Hsu Yun Tsiao (許雲樵 (Xǔ Yúnqiáo); birth name 許鈺 (Xǔ Yù); 1905 – 17 November 1981) was a scholar of Overseas Chinese and Southeast Asian history.

Hsu was born in 1905 in Jiangsu Province, China. He was raised by his maternal grandparents after the death of his parents. In 1931, he migrated to Singapore. He taught in Chinese schools in Johor and contributed to newspapers like the Nanyang Siang Pau. Between 1933 and 1938, he taught in Thailand, where he met his wife (née Liu). He taught at Nanyang University from 1957 to 1961. Between 1963 and 1971, he worked at the Southeast Asian Research Centre (新加坡东南亚硏究所), and was the editor of its Journal of Southeast Asian Researches (《东南亚硏究》), which published seven volumes between 1965 and 1971. He later taught at Ngee Ann College (today's Ngee Ann Polytechnic) between 1973 and 1976.

In addition to his teaching and editorial work, Hsu was noted for translating Malay and Thai texts, such as the Sejarah Melayu (Malay Annals), into Chinese. He was a founding member of the South Seas Society in 1940, and was the first editor-in-chief of the society's Journal.
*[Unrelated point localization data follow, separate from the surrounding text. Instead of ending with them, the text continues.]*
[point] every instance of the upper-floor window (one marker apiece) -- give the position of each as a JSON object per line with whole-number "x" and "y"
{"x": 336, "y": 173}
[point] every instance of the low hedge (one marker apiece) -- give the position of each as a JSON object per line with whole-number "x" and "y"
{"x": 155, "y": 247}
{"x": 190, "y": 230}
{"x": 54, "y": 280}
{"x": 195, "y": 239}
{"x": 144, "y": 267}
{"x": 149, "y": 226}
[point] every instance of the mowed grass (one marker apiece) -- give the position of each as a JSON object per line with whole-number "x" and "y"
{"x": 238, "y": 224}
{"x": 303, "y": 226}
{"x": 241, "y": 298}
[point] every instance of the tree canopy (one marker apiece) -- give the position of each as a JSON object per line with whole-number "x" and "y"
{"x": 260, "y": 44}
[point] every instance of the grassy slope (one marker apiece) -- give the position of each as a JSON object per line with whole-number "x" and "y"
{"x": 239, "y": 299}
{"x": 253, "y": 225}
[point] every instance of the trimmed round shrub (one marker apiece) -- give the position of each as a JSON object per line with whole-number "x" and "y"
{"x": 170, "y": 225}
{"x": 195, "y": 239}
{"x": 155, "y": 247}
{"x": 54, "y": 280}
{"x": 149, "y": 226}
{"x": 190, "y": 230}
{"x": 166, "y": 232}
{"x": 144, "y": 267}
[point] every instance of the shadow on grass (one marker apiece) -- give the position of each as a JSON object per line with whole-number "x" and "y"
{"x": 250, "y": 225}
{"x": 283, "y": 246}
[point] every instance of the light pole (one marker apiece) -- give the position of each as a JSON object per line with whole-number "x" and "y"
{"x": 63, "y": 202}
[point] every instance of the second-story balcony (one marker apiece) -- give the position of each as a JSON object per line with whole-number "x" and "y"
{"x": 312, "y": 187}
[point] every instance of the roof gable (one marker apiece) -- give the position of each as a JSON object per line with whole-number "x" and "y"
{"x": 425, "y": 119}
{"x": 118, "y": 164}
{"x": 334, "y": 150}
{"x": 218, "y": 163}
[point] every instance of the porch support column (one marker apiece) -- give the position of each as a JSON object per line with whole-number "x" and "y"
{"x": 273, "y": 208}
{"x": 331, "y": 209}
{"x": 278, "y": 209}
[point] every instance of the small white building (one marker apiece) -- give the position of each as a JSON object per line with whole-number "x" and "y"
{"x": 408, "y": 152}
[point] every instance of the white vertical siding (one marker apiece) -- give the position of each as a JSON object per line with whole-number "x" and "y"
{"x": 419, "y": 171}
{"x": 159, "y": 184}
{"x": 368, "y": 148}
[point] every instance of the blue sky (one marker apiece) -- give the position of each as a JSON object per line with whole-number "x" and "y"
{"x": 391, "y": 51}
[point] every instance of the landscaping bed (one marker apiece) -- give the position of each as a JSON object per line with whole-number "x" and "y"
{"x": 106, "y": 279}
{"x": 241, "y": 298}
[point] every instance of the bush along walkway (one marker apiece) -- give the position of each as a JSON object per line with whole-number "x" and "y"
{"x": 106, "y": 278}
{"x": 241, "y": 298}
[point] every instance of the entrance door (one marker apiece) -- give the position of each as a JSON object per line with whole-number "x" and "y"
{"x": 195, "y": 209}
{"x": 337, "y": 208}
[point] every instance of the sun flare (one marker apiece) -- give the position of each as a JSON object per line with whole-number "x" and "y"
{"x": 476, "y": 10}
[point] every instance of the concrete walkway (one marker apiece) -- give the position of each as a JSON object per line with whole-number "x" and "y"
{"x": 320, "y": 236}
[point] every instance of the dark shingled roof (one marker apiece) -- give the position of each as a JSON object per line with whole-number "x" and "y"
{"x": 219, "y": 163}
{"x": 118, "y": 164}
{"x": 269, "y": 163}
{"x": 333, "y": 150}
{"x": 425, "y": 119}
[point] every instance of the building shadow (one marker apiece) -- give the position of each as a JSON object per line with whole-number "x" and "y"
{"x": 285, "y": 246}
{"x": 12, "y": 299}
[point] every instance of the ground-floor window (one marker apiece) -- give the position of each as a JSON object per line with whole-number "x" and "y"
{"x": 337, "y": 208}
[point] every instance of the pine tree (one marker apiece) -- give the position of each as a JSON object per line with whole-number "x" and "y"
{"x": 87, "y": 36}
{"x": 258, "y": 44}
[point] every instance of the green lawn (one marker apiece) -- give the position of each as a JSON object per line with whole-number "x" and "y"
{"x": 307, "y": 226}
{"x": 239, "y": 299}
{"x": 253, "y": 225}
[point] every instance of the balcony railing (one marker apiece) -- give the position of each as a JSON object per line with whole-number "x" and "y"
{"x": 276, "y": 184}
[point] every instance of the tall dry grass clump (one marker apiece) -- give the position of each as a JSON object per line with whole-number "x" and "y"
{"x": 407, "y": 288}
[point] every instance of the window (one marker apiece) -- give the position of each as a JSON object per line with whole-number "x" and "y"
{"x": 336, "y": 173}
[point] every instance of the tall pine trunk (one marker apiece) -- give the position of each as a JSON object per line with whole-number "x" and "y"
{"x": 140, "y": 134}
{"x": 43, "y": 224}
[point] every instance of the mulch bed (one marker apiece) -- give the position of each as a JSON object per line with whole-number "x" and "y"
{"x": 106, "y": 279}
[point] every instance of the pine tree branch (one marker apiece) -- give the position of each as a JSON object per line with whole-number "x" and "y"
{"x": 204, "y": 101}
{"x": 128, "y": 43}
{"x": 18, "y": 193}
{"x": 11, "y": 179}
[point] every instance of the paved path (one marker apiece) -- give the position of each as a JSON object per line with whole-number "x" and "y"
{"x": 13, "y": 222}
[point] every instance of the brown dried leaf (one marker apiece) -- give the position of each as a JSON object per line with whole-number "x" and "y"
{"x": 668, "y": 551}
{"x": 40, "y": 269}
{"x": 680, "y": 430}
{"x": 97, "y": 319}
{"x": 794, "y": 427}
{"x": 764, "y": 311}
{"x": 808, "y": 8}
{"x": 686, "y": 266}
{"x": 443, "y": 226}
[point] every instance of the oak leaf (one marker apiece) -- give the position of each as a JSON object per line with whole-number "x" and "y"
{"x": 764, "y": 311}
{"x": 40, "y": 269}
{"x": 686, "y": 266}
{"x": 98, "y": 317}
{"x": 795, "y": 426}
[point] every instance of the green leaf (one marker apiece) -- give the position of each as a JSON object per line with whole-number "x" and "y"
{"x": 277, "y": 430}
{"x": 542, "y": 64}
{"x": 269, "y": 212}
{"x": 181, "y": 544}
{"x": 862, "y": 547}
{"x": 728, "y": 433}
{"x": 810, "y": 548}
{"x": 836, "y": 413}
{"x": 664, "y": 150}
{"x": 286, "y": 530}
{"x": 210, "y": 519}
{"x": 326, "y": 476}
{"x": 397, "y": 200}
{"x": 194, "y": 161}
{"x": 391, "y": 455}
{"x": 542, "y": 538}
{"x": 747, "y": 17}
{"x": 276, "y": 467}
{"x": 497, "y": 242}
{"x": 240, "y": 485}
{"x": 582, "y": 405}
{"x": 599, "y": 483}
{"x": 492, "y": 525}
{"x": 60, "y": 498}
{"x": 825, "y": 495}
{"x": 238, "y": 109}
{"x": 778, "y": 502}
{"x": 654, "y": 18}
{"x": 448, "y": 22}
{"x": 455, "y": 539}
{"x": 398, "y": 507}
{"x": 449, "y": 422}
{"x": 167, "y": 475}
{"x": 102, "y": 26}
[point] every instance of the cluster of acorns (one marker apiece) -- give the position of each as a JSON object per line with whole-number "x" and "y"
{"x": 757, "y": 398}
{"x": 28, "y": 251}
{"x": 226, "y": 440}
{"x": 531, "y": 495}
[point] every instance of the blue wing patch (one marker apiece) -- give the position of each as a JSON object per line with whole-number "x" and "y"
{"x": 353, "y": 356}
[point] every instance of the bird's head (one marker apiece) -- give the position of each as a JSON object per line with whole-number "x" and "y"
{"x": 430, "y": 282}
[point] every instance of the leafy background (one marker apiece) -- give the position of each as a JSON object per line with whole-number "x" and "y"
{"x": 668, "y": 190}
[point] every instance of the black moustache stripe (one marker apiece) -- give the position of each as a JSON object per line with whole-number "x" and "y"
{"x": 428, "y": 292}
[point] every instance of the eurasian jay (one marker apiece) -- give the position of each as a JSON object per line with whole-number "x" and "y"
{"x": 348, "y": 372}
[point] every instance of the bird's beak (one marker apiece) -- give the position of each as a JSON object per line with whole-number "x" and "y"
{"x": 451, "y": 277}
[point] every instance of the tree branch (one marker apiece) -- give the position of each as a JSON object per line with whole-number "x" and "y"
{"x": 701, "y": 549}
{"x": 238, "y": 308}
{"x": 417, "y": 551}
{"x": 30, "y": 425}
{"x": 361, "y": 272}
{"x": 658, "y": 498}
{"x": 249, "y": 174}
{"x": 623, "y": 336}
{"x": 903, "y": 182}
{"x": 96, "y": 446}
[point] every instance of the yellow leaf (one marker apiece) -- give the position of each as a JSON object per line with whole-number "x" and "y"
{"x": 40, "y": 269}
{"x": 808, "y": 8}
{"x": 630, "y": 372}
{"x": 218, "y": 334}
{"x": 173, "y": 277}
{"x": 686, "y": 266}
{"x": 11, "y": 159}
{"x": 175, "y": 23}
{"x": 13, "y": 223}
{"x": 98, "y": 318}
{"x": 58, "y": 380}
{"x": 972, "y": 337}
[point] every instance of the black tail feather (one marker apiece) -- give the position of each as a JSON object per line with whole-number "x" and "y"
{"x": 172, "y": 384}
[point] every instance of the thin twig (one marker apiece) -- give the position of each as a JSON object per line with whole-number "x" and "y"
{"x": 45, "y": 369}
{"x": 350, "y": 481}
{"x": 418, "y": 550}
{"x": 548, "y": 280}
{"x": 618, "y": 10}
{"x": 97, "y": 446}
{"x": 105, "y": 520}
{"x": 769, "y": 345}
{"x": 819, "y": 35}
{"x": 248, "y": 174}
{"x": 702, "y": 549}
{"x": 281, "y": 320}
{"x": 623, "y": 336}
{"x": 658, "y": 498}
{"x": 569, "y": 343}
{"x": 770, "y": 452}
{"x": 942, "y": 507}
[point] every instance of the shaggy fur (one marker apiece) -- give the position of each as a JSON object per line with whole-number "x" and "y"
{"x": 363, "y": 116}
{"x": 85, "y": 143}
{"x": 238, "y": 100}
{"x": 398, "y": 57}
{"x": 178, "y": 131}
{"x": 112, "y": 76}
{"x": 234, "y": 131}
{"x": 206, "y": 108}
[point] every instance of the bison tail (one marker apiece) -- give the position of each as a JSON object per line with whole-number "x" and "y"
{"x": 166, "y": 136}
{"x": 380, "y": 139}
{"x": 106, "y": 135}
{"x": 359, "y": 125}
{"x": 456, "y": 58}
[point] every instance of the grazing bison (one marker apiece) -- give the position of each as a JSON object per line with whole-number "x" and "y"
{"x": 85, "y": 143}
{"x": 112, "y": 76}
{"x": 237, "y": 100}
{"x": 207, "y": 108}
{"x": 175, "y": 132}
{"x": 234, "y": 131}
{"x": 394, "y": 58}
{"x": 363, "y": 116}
Hsu died of a heart attack at a nursing home in Singapore on 17 November 1981. He was survived by his wife, three daughters, and seven sons.

== Library ==
Before his death, Hsu offered to sell his collection of 30,000 books to the Malaysian Chinese Association for $150,000, as the books were reportedly declined by institutions in Singapore. He intended to use the money to fund a trip to China. To keep the collection in Singapore, a Singaporean businessman, Kho Bak Weng, formed a company to buy the books from Hsu and set up a private library. The library was eventually transferred to the Singapore Federation of Chinese Clan Associations, which donated it to the National Library of Singapore in 2014.